Manter relações não-coercitivas e reforçadoras é fundamental para fomentar a intimidade e fortalecer os laços relacionais, contribuindo para o cultivo de afeto, confiança e segurança em uma variedade de relações, desde as conjugais até as parentais e de amizade (Cordova & Scott, 2001; Tsai et al., 2008).

Uma questão pertinente é se a criação de uma cultura amorosa é algo simples de se alcançar. De acordo com a literatura da análise do comportamento, a resposta geralmente é negativa. Tanto nossa cultura quanto a própria natureza nos condicionaram de forma intensamente coercitiva, resultando em um repertório significativo de punições, esquivas e fugas (Sidman, 2011). Talvez a mudança não seja simples, requerendo treinamento e conscientização sobre os efeitos das punições diárias que impomos a nós mesmos, bem como das consequências do amor ao próximo (Skinner, 1987).
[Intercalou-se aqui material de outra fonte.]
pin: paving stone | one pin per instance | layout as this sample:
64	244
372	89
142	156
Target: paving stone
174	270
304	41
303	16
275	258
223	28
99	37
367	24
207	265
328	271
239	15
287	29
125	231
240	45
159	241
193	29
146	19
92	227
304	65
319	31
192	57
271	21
No entanto, apesar dos desafios que possam surgir no processo de estabelecer uma cultura baseada no amor, é fundamental reconhecer que cada ato de bondade e compaixão contribui significativamente para a criação de um ambiente acolhedor e afetuoso. Ao incorporarmos a empatia e a solidariedade em nossas rotinas diárias, estamos plantando sementes que têm o potencial de florescer e se espalhar para além de nós mesmos. Cada gesto de gentileza, independentemente de sua magnitude, possui o poder de transformar não apenas a vida de quem o recebe, mas também de quem o realiza.

Fonte: comportese.com

Referências

Cordova, J. V., & Scott, R. L. (2001). Intimacy: A behavioral interpretation. The Behavior Analyst, 24(1), 75–86.

Sidman, M. (2011). Coerção e suas Implicações. São Paulo: Livro Pleno.
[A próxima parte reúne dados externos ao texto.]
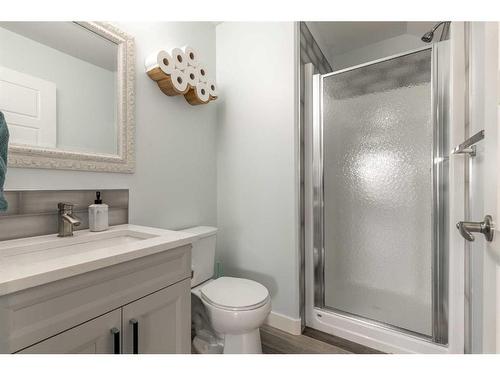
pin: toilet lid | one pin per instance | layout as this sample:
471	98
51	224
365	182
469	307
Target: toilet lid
235	294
Skinner, B. F. (1975). Tecnologia do ensino. (R. Azzi, Trad.). São Paulo / SP: E.P.U / EDUSP.

Skinner, B. F. (1982). Contrived reinforcement. The Behavior Analyst, 5(1), 3–8.

Skinner, B. F. (1987). Walden II: uma sociedade do futuro (1o ed). E.P.U.
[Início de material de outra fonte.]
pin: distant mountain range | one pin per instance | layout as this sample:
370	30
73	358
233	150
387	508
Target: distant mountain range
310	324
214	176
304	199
Skinner, B. F. (1991). Questões recentes na análise comportamental. (A. L. Neri, Trad.). Campinas / SP: Papirus Editora.

Skinner, B. F. (2007). Seleção por conseqüências. Revista Brasileira de Terapia Comportamental e Cognitiva, 9(1), 129–137.

Tsai, M., Kohlenberg, R. J., Kanter, J. W., Kohlenberg, B., Follette, W. C., & Callaghan, G. M. (2008). A Guide to Functional Analytic Psychotherapy: Awareness, Courage, Love, and Behaviorism. Springer Science & Business Media.